Decontamination units are an awesome idea! Happy New Year! My arm is inflamed, I have a new antibiotic protocol from my Lyme doctor because the other one wasn’t working anymore, the new drugs may have scary side effects, and my partner is going away on a week-long business trip. Ugh. I’m hoping that 2015 is better than the last weeks of 2014. In my personal super-stylish-fashionista opinion, they shouldn’t make Tyvek suits in that bright yellow there. It makes the wearer look like a highlighter pen. I am all for classic white, neutral khaki, or surgical scrub blue. :-)
I totally agree about that yellow! I don’t know what they were thinking!
Neutral khaki (or a gentle moss green in my case) should definitely be options!
I hope that you receive all the fragrance-free tools and assistance that you need to heal <3
Reblogged this on freeandclear1 and commented:
Story of my life.
May all the causes of rigmaroles be removed!
Hi Linda, Just wondering if you would mind if I include the below article in our next support group magazine? Also to let you know we have a downloadable leaflet for visitors on our resource page. Direct link: http://mcs-aware.org/downloads/What%20is%20MCS%20A5%20leaflet%20mcs%20aware.pdf
ALso one for severe MCS: http://mcs-aware.org/downloads/What%20is%20severe%20MCS%20A5%20leaflet%20mcs%20aware%20latest.pdf
Look forward to hearing from you.
Kind regards, Nicki Greenham CEO, MCS-AWARE.org The Charity for Environmental Illness – Registered Charity: 1152139
Thanks for asking.
You are welcome to add the link back to this post as a resource :-)
I do not wish for the articles I’ve posted to appear in subscription only publications, especially when I can’t afford the subscriptions, as it means many others can’t either.
I have made this available here freely, please link to it here.
HI LInda, Would it be ok to include this article in our next support group magazine? Also we have a free leaflet people can download about notes for people visiting someone with MCS here:
Click to access What%20is%20MCS%20A5%20leaflet%20mcs%20aware.pdf
and for severe mcs here:
Click to access What%20is%20severe%20MCS%20A5%20leaflet%20mcs%20aware%20latest.pdf
I already answered when you asked earlier.
Please see the previous comment.
Thanks, Linda, sorry, didn’t see the reply. No problem. Keep up the good work.
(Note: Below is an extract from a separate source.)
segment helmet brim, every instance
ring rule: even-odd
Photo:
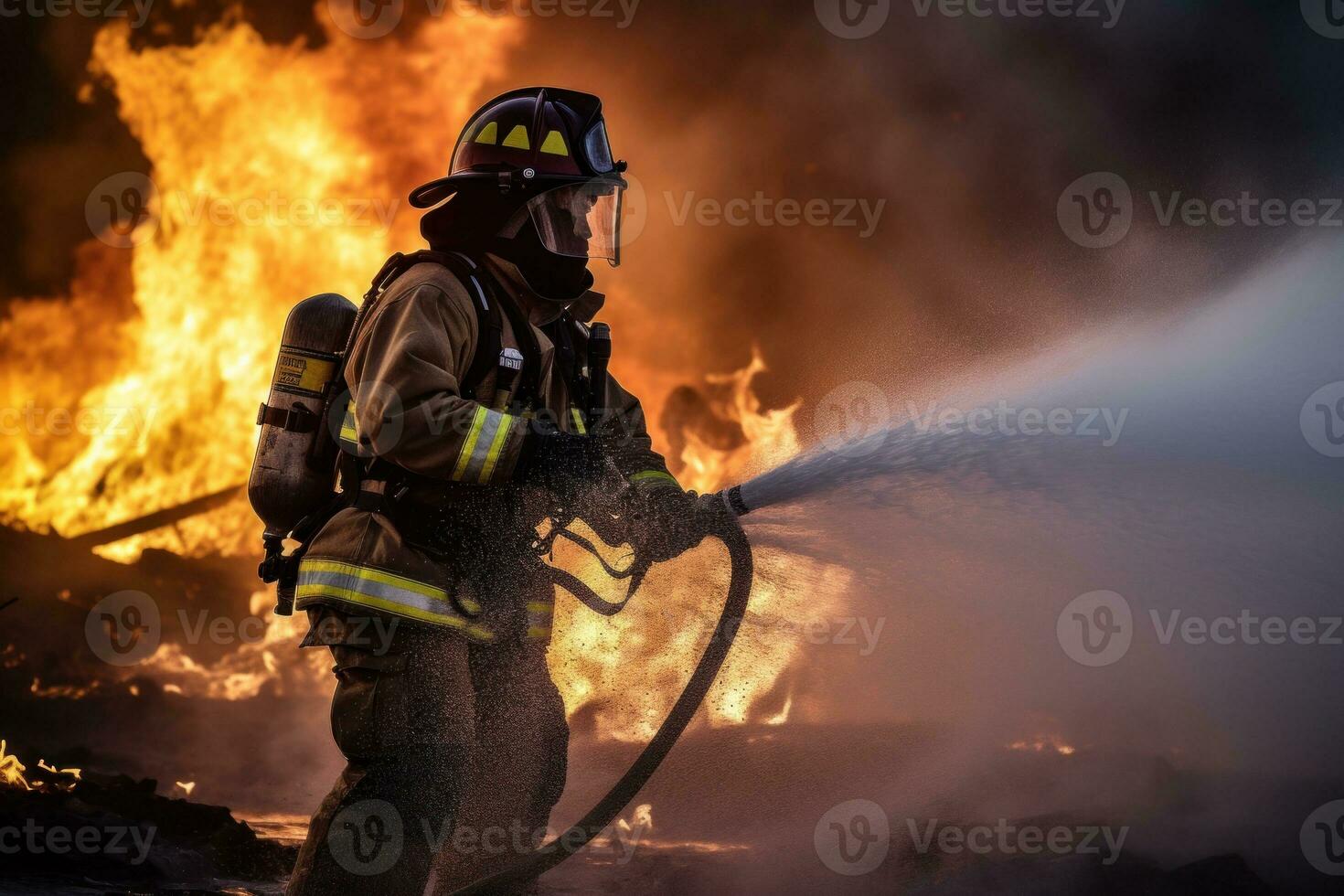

Maybe some day we won’t need to be doing this? I’d love to live in a world where everyday things weren’t toxic.
I am the one who shops and runs errands. We have found a particular plastic bag that isn’t as noxious as the others. I put my hair up in a bun with metal hairpins. I wrap the bag around my head, and tie it. MCS fashion statement, you know. :) I change clothes, leaving the contaminated ones outside, and wear clothes that have never been outside.
I do not use fragrances in any toiletries, cleaning or laundry products. But, the smells/toxins I pick up being out and about are contaminants.
We outgas anything that needs to go inside the house. The lengths of time vary, depending on type of noxious fumes coming out of something.
I also eat a low-spice, no garlic diet, and try to avoid processed foods and additives, so I don’t bring/leave those smells/chemicals behind me in the house.